# [APPS] Top 15 Apps for Root Users (via @addtips)



## s15274n (Jun 11, 2011)

I thought addictive tips had a pretty decent list of suggested root apps.

I would have added Root Explorer (old school preference) and Ad-Free.

Others you would suggest?

HERE IS THEIR LIST ** gave the link for credit, links, images, etc **

1 - Titanium Backup
2 - Rom Manager
3 - Market Enabler
4 - ShootMe
5 - CPU Master
6 - File Expert
7 - FTP Droid
8 - Quick Boot
9 - Juice Defender 
10 - Bird Bar
11 - Chainfire 3D
12 - Battery Calibration 
13 - SD Maid
14 - Screencast Video Recorder
15 - AdbWireless


----------



## smohanv (Oct 11, 2011)

Thanks for the list.. useful..


----------



## PonsAsinorem (Oct 10, 2011)

My apps are pretty standard. I prefer SetCPU to CPU Master (though I don't even use it), and Root Explorer to File Expert.
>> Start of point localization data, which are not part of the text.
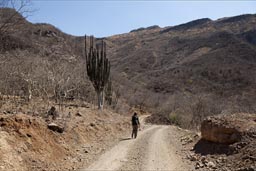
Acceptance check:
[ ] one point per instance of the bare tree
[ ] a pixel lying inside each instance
(10, 12)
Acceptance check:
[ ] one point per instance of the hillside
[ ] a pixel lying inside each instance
(178, 67)
(203, 59)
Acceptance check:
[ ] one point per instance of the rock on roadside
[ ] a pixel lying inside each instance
(227, 129)
(56, 128)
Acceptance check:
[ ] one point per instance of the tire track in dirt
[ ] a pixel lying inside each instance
(154, 149)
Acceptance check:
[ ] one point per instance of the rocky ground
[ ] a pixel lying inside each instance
(27, 143)
(207, 153)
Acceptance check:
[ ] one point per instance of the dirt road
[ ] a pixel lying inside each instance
(156, 148)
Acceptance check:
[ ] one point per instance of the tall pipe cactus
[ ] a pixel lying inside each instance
(98, 67)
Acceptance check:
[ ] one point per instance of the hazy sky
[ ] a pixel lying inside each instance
(105, 18)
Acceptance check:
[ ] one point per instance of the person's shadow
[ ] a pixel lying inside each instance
(125, 139)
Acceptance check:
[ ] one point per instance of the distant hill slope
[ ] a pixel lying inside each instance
(150, 66)
(198, 57)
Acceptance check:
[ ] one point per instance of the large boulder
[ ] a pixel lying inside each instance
(228, 129)
(55, 127)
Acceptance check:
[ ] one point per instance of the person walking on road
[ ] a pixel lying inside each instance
(135, 125)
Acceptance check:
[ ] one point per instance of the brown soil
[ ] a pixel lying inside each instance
(27, 144)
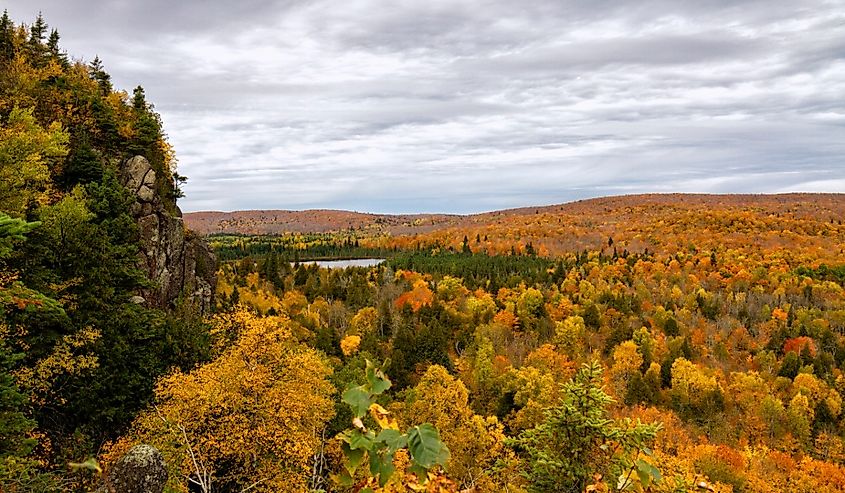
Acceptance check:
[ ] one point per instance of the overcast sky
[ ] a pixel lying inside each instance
(466, 106)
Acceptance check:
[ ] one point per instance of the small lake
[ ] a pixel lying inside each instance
(342, 264)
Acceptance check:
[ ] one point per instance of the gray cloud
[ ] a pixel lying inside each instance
(409, 106)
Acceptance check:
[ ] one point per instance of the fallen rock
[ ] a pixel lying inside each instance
(141, 470)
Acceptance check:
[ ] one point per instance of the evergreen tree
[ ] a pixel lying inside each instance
(578, 439)
(7, 46)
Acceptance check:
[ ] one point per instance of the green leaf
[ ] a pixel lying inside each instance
(376, 378)
(358, 399)
(393, 439)
(90, 464)
(425, 446)
(354, 457)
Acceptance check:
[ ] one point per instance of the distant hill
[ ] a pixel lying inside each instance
(326, 220)
(312, 221)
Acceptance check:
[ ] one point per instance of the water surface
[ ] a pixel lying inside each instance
(342, 264)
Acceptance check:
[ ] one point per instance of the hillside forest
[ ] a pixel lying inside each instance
(655, 343)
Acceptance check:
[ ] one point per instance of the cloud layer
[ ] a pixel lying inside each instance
(465, 106)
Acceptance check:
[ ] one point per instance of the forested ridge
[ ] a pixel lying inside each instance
(80, 351)
(655, 343)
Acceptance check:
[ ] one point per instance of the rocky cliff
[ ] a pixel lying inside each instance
(181, 265)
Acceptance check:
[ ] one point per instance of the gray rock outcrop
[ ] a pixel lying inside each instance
(179, 262)
(141, 470)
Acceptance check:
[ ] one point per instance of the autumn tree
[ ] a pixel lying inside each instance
(251, 418)
(578, 441)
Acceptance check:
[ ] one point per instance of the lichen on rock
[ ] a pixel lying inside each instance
(141, 470)
(179, 262)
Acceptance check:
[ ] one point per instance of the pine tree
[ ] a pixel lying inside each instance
(7, 46)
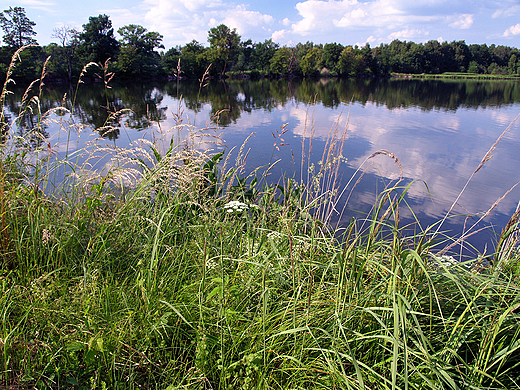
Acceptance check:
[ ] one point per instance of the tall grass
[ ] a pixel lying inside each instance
(144, 275)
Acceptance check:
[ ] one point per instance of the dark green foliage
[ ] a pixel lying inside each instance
(18, 28)
(97, 41)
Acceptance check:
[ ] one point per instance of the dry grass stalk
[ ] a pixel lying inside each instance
(484, 160)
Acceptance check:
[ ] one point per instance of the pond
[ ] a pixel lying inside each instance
(438, 130)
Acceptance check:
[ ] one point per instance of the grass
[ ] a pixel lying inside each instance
(459, 76)
(145, 275)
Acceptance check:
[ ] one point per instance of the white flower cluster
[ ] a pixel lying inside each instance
(235, 205)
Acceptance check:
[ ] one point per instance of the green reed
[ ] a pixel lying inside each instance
(145, 275)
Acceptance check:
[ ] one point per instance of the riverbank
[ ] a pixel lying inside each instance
(457, 76)
(170, 271)
(167, 265)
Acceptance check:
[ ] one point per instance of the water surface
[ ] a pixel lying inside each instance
(439, 131)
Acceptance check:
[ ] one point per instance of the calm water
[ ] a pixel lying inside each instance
(439, 130)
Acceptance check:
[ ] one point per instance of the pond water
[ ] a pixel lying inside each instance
(439, 130)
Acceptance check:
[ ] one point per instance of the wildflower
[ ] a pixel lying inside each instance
(235, 205)
(46, 236)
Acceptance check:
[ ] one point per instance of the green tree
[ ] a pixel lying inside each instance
(224, 47)
(262, 54)
(62, 57)
(512, 65)
(280, 64)
(331, 53)
(18, 28)
(311, 61)
(137, 55)
(350, 62)
(97, 41)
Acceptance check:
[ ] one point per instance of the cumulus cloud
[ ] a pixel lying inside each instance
(180, 21)
(513, 30)
(505, 12)
(407, 34)
(463, 22)
(278, 35)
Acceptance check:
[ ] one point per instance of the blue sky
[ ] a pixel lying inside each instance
(347, 22)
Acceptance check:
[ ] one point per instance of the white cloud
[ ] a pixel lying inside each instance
(181, 21)
(407, 34)
(505, 12)
(464, 21)
(278, 36)
(513, 30)
(243, 20)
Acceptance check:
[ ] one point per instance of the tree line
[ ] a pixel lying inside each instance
(136, 54)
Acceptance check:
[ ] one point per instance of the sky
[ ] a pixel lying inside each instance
(286, 22)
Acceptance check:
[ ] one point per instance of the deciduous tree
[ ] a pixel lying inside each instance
(97, 41)
(18, 28)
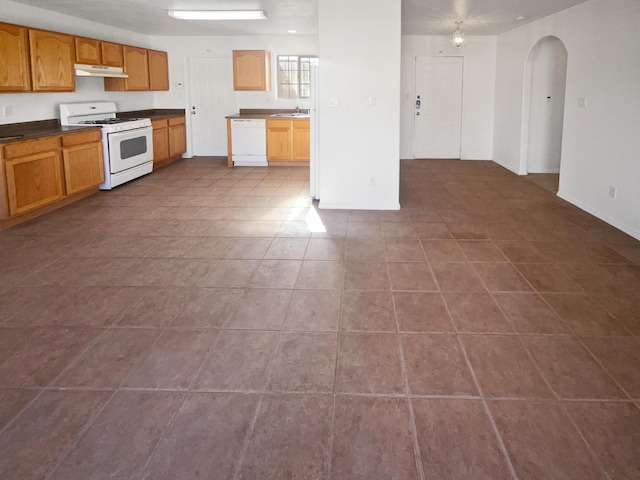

MD5 Checker is good for verifying MD5 sums on downloaded ROMs, Metamorph and Ninjamorph are good for customizing your ROM (and Zipsigner helps so it flashes correctly), and Adaway for if you don't feel like looking at adds.


----------



## iantihero (Oct 23, 2011)

Nice list, but I prefer "Wifi Tether.Apk"


----------



## PonsAsinorem (Oct 10, 2011)

And now I\'ve replaced metamorph with zip themer. It creates a flashable zip, and I\'ve never heard of a bootloop from it.


----------